Вполоборота к двери восседал, судя по оранжевому комбинезону, напарник Линька в засаленной пилотке с кокардой советской армии. Он впихивал маринованный гриб в пасть коричневой собачки, извивавшейся на его коленях.
- Не станет Мукки жрать твой деликатес, парень, - сказал я.
Услышав кличку, Мукки повел влажным носом в мою сторону, шевеля крупитчатыми ноздрями. Я угадал. Это он мотался под ногами, когда я выходил из Домского собора, чтобы увидеть как подсаживают в "Лендровер" Чико. И сказал женщине, приоткрывавшей от удивления рот в размазанной губной помаде:
- Здравствуйте, мадам. Кто бы мог подумать, такая богомолка - и вот на тебе: пьянка с мужиками. Ай-яй-яй! Опрометчивое поведение, крайне! Я могу наябедничать кюре...
Меха аккордеона сжались, издав рев и шипение.
- Господин Шемякин? Вот нежданный гость-то... Заходите. Мы ваш коньяк испытываем. На женщине! Ха-ха! Действует!

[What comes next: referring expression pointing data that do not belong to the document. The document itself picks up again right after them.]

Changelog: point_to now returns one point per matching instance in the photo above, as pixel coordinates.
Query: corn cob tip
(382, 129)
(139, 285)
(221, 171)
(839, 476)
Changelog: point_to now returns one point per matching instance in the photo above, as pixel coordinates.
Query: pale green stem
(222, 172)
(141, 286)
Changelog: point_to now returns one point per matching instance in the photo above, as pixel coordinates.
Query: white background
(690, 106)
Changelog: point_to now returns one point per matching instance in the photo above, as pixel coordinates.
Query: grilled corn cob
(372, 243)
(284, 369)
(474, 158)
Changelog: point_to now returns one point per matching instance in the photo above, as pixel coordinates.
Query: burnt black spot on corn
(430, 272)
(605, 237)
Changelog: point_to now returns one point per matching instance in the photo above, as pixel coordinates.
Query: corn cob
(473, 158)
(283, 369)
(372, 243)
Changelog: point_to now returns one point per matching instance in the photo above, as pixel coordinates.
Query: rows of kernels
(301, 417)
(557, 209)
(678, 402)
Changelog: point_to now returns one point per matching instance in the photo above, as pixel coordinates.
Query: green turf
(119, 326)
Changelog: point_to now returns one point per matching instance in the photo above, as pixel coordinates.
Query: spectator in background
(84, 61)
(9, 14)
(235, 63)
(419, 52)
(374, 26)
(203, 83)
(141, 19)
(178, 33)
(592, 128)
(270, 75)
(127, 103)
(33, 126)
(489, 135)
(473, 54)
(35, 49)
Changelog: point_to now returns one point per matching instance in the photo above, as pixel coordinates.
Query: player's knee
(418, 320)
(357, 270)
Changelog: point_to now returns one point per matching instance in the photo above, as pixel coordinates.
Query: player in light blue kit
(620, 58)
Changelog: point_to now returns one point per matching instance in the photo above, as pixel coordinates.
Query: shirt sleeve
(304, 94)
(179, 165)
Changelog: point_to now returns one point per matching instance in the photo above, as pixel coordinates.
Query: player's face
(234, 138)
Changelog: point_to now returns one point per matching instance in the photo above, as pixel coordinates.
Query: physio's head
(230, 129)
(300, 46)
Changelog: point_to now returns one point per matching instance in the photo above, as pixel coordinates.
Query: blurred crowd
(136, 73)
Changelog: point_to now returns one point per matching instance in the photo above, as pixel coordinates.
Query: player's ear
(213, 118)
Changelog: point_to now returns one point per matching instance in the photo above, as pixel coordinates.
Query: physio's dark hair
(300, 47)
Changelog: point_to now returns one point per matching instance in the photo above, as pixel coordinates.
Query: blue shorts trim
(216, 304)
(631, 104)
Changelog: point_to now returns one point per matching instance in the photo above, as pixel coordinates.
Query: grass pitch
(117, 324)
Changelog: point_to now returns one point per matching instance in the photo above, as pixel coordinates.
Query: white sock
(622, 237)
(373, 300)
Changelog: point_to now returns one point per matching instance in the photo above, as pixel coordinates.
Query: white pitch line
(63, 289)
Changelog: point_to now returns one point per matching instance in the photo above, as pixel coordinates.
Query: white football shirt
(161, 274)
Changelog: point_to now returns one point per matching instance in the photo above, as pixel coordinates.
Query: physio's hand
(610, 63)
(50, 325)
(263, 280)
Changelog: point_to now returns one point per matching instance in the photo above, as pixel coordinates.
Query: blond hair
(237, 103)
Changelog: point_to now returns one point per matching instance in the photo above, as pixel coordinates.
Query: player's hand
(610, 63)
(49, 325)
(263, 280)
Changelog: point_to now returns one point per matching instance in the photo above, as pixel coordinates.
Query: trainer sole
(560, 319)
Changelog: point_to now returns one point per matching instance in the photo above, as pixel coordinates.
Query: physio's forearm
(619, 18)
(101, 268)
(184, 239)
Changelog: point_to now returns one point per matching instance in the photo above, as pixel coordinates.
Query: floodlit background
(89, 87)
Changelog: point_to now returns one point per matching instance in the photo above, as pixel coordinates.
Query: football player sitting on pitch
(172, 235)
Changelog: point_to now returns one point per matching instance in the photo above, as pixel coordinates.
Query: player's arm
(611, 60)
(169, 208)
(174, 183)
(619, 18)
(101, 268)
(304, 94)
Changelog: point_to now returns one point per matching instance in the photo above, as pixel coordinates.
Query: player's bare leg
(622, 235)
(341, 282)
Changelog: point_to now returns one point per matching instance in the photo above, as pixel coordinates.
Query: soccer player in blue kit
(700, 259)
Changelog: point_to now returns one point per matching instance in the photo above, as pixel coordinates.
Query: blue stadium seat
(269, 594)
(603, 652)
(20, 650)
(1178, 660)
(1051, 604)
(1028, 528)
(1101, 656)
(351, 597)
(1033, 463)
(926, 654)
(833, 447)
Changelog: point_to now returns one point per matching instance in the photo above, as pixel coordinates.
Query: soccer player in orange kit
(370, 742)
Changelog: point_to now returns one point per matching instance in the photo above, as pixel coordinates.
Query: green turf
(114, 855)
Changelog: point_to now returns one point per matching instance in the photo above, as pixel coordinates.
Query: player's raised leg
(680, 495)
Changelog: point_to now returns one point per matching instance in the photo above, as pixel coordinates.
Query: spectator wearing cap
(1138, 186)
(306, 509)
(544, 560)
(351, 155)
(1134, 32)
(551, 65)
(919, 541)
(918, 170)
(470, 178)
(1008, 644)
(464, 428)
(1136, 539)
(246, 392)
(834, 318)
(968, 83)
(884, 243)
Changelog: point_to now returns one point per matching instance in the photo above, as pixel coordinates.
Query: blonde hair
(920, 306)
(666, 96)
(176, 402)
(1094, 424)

Тощая выдернула руку из-под стола.
Я сделал указательный палец крючком и поманил котельщика.
- Поговорить нужно.
- Можно, отчего же...
Он поставил аккордеон на табуретку. "Пассионата" - значилось латиницей на перламутровом корпусе.
- Вы тоже, - сказал я женщине.
- Я вас первый раз вижу.
- В котельной, - ответил я. - А в Таллинне вы рассматривали меня часа три, последний раз в Домском соборе, не далее как вчера. Не припоминаете?
- Ерунду-то не городи! Глаза налил?
- Вставай и пошли, - сказал я ей.
Линьк разбирался с рукавами засаленной дубленки.
- Оденьтесь, - приказал я тощей. - Прогуляемся через бор.
- К брату? - спросил Линьк.
Я кивнул. Показал пальцем на свою обувку.
- Сними ботинки и отдай господину, - приказал Линьк напарнику.
Второй котельщик расшнуровал и стащил с ног армейские говнодавы. Лягнув одной, потом второй ногой, я сбросил свои опорки. Ботинки подошли.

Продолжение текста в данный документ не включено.